Toulu Hassani: Fall Back Into Place
“The title indicates the time the photograph used as a reference was taken. To be precise, details about the location and date of the photograph are missing. However, I’m not interested in the most precise representation possible. The term ‘above horizon’ comes from astronomy and, to me, it highlights that everything we observe, no matter how large or small, can only be described from our perspective. The night sky is mapped, and we know what can be seen around us, yet our own planet is in the way. The starry sky itself is something I associate with many things. At night, everything around us disappears into darkness, and the tiny stars in the distance magically attract my gaze. Thoughts seem freer and clearer at night than during the day, and at the same time, everyone is probably familiar with the thoughts of how small and insignificant we are as humans in the dimensions of the universe. Simultaneously, there is a great fascination for unsolved mysteries. Things and dimensions that surpass our imagination. The star paintings are perhaps an attempt to deliberately evoke such a moment.”

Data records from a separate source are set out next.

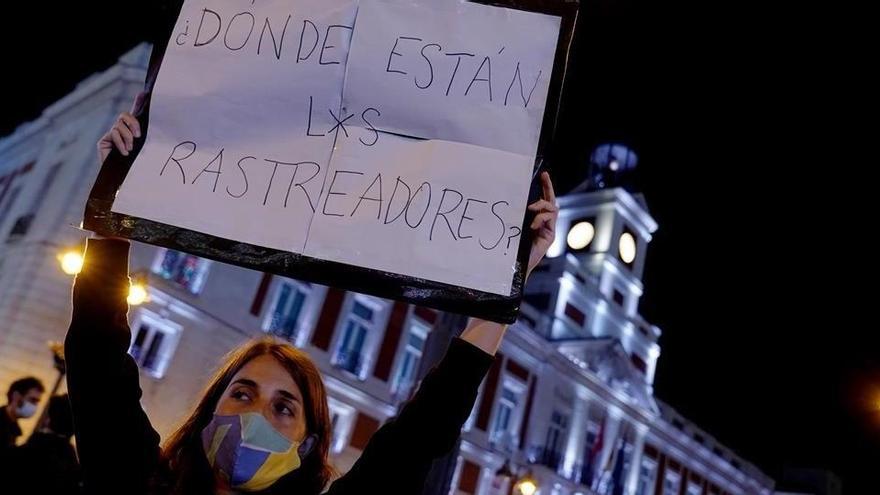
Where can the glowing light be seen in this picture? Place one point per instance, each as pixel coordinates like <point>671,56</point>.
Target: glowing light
<point>137,294</point>
<point>581,235</point>
<point>71,262</point>
<point>627,247</point>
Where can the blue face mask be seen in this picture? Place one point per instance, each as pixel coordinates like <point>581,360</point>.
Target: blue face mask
<point>248,452</point>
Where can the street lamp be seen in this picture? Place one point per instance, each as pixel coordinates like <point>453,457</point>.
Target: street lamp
<point>137,291</point>
<point>71,262</point>
<point>527,485</point>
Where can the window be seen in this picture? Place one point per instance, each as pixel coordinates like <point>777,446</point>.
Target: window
<point>284,318</point>
<point>6,207</point>
<point>575,314</point>
<point>412,356</point>
<point>671,483</point>
<point>555,440</point>
<point>186,270</point>
<point>341,420</point>
<point>647,474</point>
<point>154,341</point>
<point>361,319</point>
<point>507,404</point>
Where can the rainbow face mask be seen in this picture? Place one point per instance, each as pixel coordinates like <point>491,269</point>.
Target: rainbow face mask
<point>248,452</point>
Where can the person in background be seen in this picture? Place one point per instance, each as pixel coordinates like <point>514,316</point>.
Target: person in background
<point>22,399</point>
<point>47,462</point>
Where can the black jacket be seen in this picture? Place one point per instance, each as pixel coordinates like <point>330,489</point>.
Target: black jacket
<point>119,449</point>
<point>46,463</point>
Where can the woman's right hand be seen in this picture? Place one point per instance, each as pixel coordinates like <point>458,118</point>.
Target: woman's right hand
<point>122,135</point>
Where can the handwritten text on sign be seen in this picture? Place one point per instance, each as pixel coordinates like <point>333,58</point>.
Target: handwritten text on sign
<point>258,135</point>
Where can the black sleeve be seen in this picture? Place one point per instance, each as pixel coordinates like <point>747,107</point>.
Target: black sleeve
<point>398,457</point>
<point>117,446</point>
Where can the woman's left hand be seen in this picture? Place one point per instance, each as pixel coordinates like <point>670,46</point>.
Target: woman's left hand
<point>544,224</point>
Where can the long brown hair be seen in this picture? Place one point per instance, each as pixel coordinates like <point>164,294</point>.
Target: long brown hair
<point>188,471</point>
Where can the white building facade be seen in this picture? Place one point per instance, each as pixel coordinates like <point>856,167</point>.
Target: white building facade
<point>569,400</point>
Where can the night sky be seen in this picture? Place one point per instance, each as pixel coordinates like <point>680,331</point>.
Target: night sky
<point>767,342</point>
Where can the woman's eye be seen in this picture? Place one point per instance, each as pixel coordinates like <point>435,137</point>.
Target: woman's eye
<point>284,409</point>
<point>241,395</point>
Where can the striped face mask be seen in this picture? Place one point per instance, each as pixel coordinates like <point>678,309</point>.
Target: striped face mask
<point>248,452</point>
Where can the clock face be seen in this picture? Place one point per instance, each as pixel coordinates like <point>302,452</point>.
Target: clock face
<point>627,247</point>
<point>581,235</point>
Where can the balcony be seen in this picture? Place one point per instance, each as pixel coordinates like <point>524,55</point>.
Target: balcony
<point>543,456</point>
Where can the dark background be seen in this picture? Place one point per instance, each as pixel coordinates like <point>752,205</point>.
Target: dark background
<point>762,273</point>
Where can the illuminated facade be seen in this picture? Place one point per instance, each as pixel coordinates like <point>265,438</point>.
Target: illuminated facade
<point>570,399</point>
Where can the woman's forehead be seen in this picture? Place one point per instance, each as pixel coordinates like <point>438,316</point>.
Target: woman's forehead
<point>268,373</point>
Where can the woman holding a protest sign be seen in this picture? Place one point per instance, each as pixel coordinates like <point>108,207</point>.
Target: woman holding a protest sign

– Toulu Hassani on her series “above horizon“
in a 2024 interview with Sophie Azzilonna for the Stadler Collection
Over the past fifteen years, Toulu Hassani has developed a painterly practice in which lines, pencil marks, geometric forms, and mathematical structures converge into a dense, regulatory network of images. Within these pictorial worlds, the artist articulates moments of identity formation that place the individual human subject in direct relation to overarching universal forces beyond imagination. Natural-scientific references—particularly from astrophysics—serve as recurring points of orientation within Hassani’s work. In her fourth solo exhibition at Galerie Rüdiger Schöttle, titled “Fall Back Into Place“, her established grid paintings in oil encounter large-format celestial constellations and small-format airbrush works. Together, these three groups articulate a painterly cosmos that navigates the tension between order and disorder, system and randomness. The material must prove itself to intuition on the substrate. Thus, geometric patterns or ornamental lines are often found closely spaced together in these works, which after prolonged viewing collapse in their own logic. Sudden changes of direction cause the viewer to abandon the search for a resolution to a system without answers. The exhibition title “Fall Back Into Place“ describes a moment in which order reemerges after a period of chaos and takes its cue from a refrain in “Space Song” by the French-American band Beach House. This notion resonates strongly in the constellation paintings from the series “above horizon“, in which times of day are indicated and viewers are confronted with fragments of the starry night sky—an encounter that evokes the humbling relationship between humanity and the vastness nature.